I also purchased some Grazers Delight Pasture Seed Mix consisting of Timothy, Martin Fescue, Alfalfa, Hairy Vetch, Matua Brome, Marshall Rye Grass, Haifa Clover, and Oats to improve some old fescue (13 acres) pasture. It was planted using conventional tillage-disk, vibra-shank, and then planted with an Ezee-flow, followed by a culti-packer. This was planted in August 1994 and looks to be very productive pasture in the years to come.

Although this is expensive seed at a cost of $25.00 per acre, the potential pasture production will have me planting more in the coming years.

Stan Parsons’ home study course on Ranch Management.
I rented the local one room school house for 10 evenings beginning January 10th, 1993. six people began the course with me and four completed the course. It took approximately 26 hours to complete. I did not implement much of what was in the course other than the rotational grazing components. There had been enough interest shown by the past participants that we will hold the classes again in 1995 and utilize his ideas to a fuller extent.
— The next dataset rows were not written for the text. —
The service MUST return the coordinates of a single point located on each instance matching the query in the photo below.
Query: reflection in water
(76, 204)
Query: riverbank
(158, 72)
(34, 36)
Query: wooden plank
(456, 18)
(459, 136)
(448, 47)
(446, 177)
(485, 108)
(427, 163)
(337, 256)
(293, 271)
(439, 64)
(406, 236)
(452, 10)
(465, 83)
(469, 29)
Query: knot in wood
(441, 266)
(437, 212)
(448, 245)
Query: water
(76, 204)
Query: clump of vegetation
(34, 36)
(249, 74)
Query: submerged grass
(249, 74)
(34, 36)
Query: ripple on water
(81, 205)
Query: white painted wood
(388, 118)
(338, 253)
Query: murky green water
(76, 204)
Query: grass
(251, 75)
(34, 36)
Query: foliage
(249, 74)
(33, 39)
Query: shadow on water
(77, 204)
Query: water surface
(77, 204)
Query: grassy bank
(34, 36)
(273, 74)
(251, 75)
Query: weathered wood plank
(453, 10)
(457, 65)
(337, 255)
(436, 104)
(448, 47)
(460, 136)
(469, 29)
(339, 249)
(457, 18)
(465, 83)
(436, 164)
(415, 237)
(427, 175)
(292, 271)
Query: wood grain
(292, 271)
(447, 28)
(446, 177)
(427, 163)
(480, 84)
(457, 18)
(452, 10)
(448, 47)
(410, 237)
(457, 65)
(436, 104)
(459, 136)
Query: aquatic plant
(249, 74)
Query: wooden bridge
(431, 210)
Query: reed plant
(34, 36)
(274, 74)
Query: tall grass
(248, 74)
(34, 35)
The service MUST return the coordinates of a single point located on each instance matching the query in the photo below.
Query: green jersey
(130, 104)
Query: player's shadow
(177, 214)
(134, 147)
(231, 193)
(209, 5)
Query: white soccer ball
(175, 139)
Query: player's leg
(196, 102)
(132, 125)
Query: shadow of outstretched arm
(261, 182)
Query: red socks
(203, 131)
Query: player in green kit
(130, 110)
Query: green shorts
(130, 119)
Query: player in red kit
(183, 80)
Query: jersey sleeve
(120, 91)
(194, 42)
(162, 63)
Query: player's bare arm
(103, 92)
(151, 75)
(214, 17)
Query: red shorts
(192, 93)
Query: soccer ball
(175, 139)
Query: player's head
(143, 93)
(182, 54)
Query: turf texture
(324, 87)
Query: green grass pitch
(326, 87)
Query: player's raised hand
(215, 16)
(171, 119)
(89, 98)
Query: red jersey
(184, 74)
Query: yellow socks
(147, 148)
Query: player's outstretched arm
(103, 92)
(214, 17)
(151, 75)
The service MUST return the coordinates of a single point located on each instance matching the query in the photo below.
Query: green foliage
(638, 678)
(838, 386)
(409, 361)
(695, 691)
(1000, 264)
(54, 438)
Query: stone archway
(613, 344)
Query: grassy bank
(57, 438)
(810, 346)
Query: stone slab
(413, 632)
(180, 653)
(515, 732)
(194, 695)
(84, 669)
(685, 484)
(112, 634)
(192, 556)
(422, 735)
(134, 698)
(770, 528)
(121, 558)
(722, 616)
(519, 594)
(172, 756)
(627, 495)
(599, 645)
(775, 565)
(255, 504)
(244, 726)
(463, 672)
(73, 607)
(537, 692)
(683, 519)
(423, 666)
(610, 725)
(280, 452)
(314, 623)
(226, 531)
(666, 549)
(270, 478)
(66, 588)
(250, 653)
Design of Beef Tallow Applicator.
The testing and research that I have done to date has been limited due to the death of my father, Mike Kunard (who was to assemble the sprayer). The changes in operation have limited my time to build the sprayer, but I will complete it for use by July 1995. I purchased a portable high pressure hot water washer and have designed on paper with is required. My research has shown that raw unprocessed tallow fresh from a processing plant contains to many fibers and impurities to allow for continuous spraying without the cleaning of several filters in the line from the melting tank. Also raw tallow purchased locally is not cost effective versus a flaked tallow purchased in bulk. Also, handling of raw tallow is much harder than the processed, which is in 50 lbs. bags.

Application Process for Tallow to Large Round Bales:
Melting of processed tallow requires a minimum heat of 130 degrees.

Pump Capacity – Flow of 1-2 GPM

Pressure Required – Maximum of 30 PSI required. 30 PSI can begin to vaporize tallow which can reduced even covering of tallow on outer layer of bale.

Application Rate: 1-2 G/Bale

Time-Application: 1-2 Minimum/Bale

Cost: 2 Gallons at 8 lbs. +/- / Gallon at .39 cents/lb. = $6.24/Bale **Market price varies

This is more expensive than covering with plastic or barn storage but what must be considered are:
- Application Cost and Time of Tallow (Including Equipment requirements and Hay Saved and Time Saved)
- Time Required for Barn Storage or Plastic Application (or Time then required to Feed and Hay (Value) Losses)

The University of Missouri is currently applying for a patent on the process of beef tallow application and the Parkhurst Manufacturing Company is working on licensing agreements with the beef tallow processors so that the flaked tallow cannot be sold to anyone without a license provided by Parkhurst. This will make it difficult, if not impossible to get the flaked tallow without purchasing a M.U. – Parkhurst Tallow Applicator at a cost of $2,800.00.

For my public outreach I participated in the Heartland Network Roundup February 18th at Manhattan Kansas and I will also have a field day June 24th, 1995 showing my grazing system and pasture changes and improvements since beginning the grazing trials. I have also been active with the Trico Grazers cluster – a small groups of farmers and Nazarene College students and instructors getting together to learn and discuss alternative methods of production and marketing in today agriculture.